Seeekor harimau. Aku pernah melihat gambar dan vidoenya di perpustakaan digital. Tapi ini ukurannya lebih besar. Hewan itu melihat kami.  Segera berlari hendak menerkam. Ginanjar dengan tangkas  menembakan pelontar listrik high voltase persis ketika hewan itu hendak menerkamnya. Harimau itu terpental dengan tubuh nyaris terbelah. Dan pada bagian terbelah ada bagian yang menghita hangus.
Senjata yang mengerikan sebetulnya untuk menembak mahluk buas berkulit tebal Bolo yang mengancam koloni di Titanium.
"Bukankah harimau Jawa harusnya sudah punah? Kita membunuh hewan yang harusnya dilindungi?" aku protes.
"Atau ada harimau itu dibudidayakan kembali atau muncul kembali karena habitatnya kembali?" sahut Andrian.
"Mungkin. Tapi aku punya pandangan lain. Bagaimana kalau kita bukan berada di masa depan?" Suara Harun pelan dan menakutkan. "Harimau ini lebih besar dari ukuran harimau yang ada kita tahu."
Ribuan tahun bahkan 10 ribu tahun sebelum Masehi? Tidak mungkin Harun. Bagaimana bisa? Setahu aku para ilmuwan pernah mengungkapkan perjalanan waktu ke depan memungkinkan, tetapi ke masa lalu tidak mungkin.
"Kata tetua bisa tapi kecil kemungkinannya bahkan tidak mungkin. Lewat perjalanan lubang cacing? Aku pernah baca ibarat kertas ujung masa lalu dan ujung masa depan dilipat dan kemudian ada lubang cacing. Seperti perjalanan pionir kita ke Planet Titanium. Tetapi harusnya ketika kembali ke masa depan Bumi. Kita nggak mungkin lebih cepat dari kecapatan cahaya untuk kembali ke masa lalu," ujar Ira.
"Bagaimana kalau mahluk yang bersama Elang dan Iskanti di Guru Minda Delapan punya teknologi itu dan membuat jalan untuk itu dan jalan itu yang kita ikuti?" sahut Harun.

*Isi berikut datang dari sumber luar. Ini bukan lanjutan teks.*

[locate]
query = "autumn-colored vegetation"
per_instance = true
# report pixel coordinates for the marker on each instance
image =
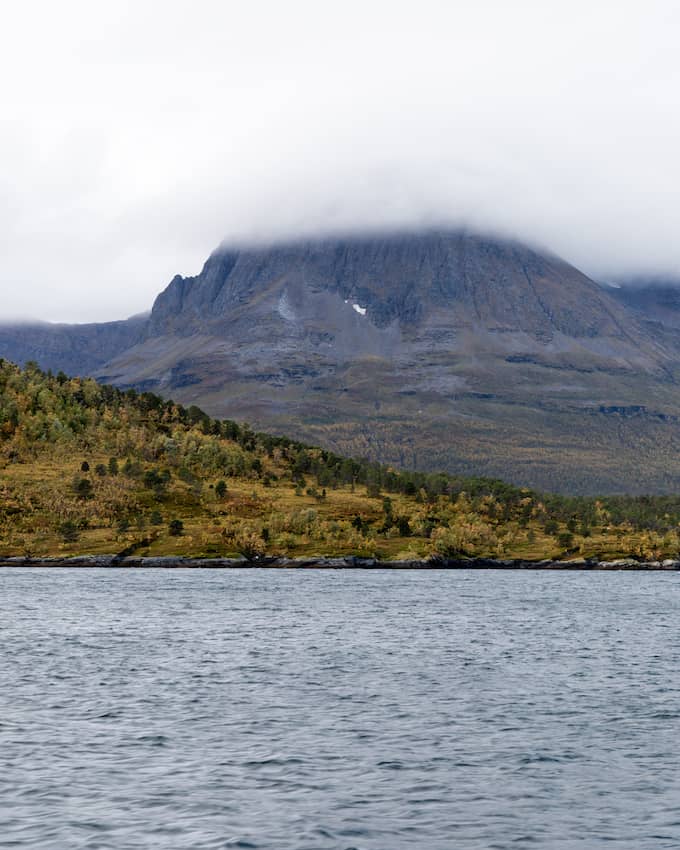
(87, 468)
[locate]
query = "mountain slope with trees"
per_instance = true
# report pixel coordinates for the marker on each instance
(425, 350)
(89, 468)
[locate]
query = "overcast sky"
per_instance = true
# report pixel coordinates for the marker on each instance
(135, 136)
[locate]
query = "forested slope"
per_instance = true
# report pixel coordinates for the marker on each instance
(88, 468)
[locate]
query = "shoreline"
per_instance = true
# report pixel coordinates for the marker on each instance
(329, 563)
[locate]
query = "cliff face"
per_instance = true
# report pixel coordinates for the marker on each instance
(499, 285)
(430, 350)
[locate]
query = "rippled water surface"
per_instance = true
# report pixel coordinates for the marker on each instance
(313, 710)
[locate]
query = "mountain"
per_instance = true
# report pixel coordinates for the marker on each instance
(656, 300)
(73, 349)
(90, 469)
(438, 350)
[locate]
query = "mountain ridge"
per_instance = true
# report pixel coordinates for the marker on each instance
(447, 350)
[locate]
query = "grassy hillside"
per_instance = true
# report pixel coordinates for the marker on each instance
(87, 468)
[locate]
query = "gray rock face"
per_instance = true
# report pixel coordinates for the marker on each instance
(504, 286)
(437, 350)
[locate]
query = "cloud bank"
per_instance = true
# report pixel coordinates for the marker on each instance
(134, 137)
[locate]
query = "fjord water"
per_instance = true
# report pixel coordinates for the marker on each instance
(375, 709)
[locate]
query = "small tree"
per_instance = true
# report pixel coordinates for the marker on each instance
(69, 532)
(82, 487)
(176, 528)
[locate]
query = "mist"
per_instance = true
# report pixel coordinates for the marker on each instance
(138, 136)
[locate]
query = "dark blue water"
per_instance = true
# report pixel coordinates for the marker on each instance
(193, 709)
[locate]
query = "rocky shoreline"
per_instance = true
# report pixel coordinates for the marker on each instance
(343, 563)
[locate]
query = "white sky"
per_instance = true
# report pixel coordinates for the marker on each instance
(135, 136)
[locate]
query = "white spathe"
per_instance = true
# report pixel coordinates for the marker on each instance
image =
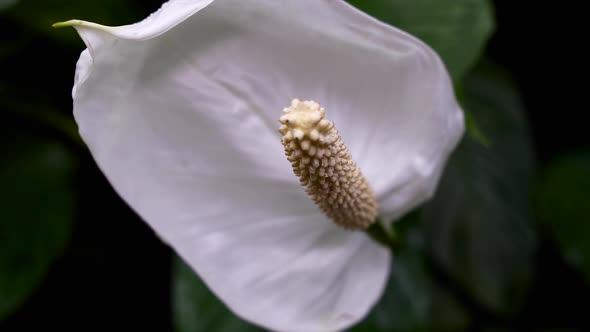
(180, 111)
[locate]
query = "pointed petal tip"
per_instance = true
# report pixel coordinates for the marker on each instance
(68, 23)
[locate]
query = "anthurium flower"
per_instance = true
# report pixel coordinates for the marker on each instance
(181, 112)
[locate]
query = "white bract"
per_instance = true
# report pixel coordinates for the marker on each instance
(180, 112)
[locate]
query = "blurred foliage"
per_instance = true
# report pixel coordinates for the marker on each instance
(456, 29)
(37, 212)
(562, 199)
(479, 226)
(414, 300)
(196, 309)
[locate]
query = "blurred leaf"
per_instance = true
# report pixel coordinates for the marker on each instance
(39, 15)
(7, 3)
(479, 225)
(35, 215)
(563, 206)
(413, 301)
(457, 29)
(196, 309)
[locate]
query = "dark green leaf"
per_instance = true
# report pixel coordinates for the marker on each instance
(196, 309)
(7, 3)
(35, 216)
(456, 29)
(413, 301)
(479, 225)
(563, 206)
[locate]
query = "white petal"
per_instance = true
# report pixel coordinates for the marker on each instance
(184, 127)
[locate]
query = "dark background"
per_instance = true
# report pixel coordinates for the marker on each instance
(115, 274)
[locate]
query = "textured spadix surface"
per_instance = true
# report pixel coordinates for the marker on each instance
(325, 167)
(179, 112)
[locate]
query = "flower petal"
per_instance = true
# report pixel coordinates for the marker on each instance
(188, 138)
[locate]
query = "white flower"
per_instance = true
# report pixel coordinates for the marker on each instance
(180, 113)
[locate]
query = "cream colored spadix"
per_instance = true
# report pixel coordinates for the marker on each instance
(325, 167)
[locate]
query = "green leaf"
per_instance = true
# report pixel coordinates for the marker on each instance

Mungkin. Kalau benar anak-anak kami bisa mengubah sejarah dan mengubah masa depan, termasuk juga keberadaan kami di Planet Titanium.
 "Nuju Naon urang asing ? Timana?" Entah dari mana sekelompok orang menggunakan tombak dengan celana biru muncul dari pepohonan. Yang bicara mungkin pemimpinnya memakai pakaian dan hanya bersenjata tajam di pinggang.
Kapten Ginjanjar menyiapkan senjatanya. Dia memberi isyarat agar kami semua mundur.
"Saha anjeun? Nuju Naon?" Sang pemimpin suara menggelegar.
"Punten Akang! Kami naengan barudak kami, abdi Ambu-nya," Aku bergerak maju ke depan dan bersimpuh.
"Barudak abdi Elang, eh.. Sang Kuriang."
Wajah pemimpin itu melunak. Walau dia terkejut. Sepertinya dia tahu nama kedua. Apalagi setelah seorang prajuritnya berbisik. Pemimpin itu mengangguk.
"Sang Kuriang..." suaranya pelan. "Urang kahyangan euy, "
"Sok ...!" Mereka meminta kami mengikuti.
Ada delapan hingga sepuluh orang. Sebetulnya dengan pelontar listrik kami bisa melumpuhkan orang. Sumpah aku mendengar kata Sang Kuriang, Itu peran yang sering dibawakan Elang. Apa mungkin? Urang kahyangan? Kami dianggap dari langit.
Kami menelusuri punggung gunung. Kemudian menurun menelusuri jalan tak jauh dari tepi danau di pinggir hutan. Aku pernah melihat foto-foto Bandung Utara di perpustakaan, rasanya tidak selebat hutan ini. Aku terpesona memandang danau terhampar di bawah. Menurut buku dan foto harusnya itu Kota Bandung ada di dalam danau.
Matahari mulai tinggi ketika kami akhirnya tiba di tempat yang agak terbuka. Sebuah gerbang dari susunan batu menunggu kami. Sekitar dua puluh prajurit dengan seragam serupa dengan yang membawa kami menunggu.
Aku dan Ira berpandangan. Tanpa berkata, ia menunjuk bangunan gerbang itu. Persis seperti istana pasir yang dibangun Elang, Iskanti dan kawan-kawannya.
Kami digiring memasuki gerbang melalui jalan di antara rumah-rumah panggung seperti hunian kami di Planet Titanium, cuma bangunannya tanpa teknologi seperti kami. Â Apa pun itu, kami lega bertemu manusia setidaknya tidak memusuhi kami. Â Paling tidak untuk sementara.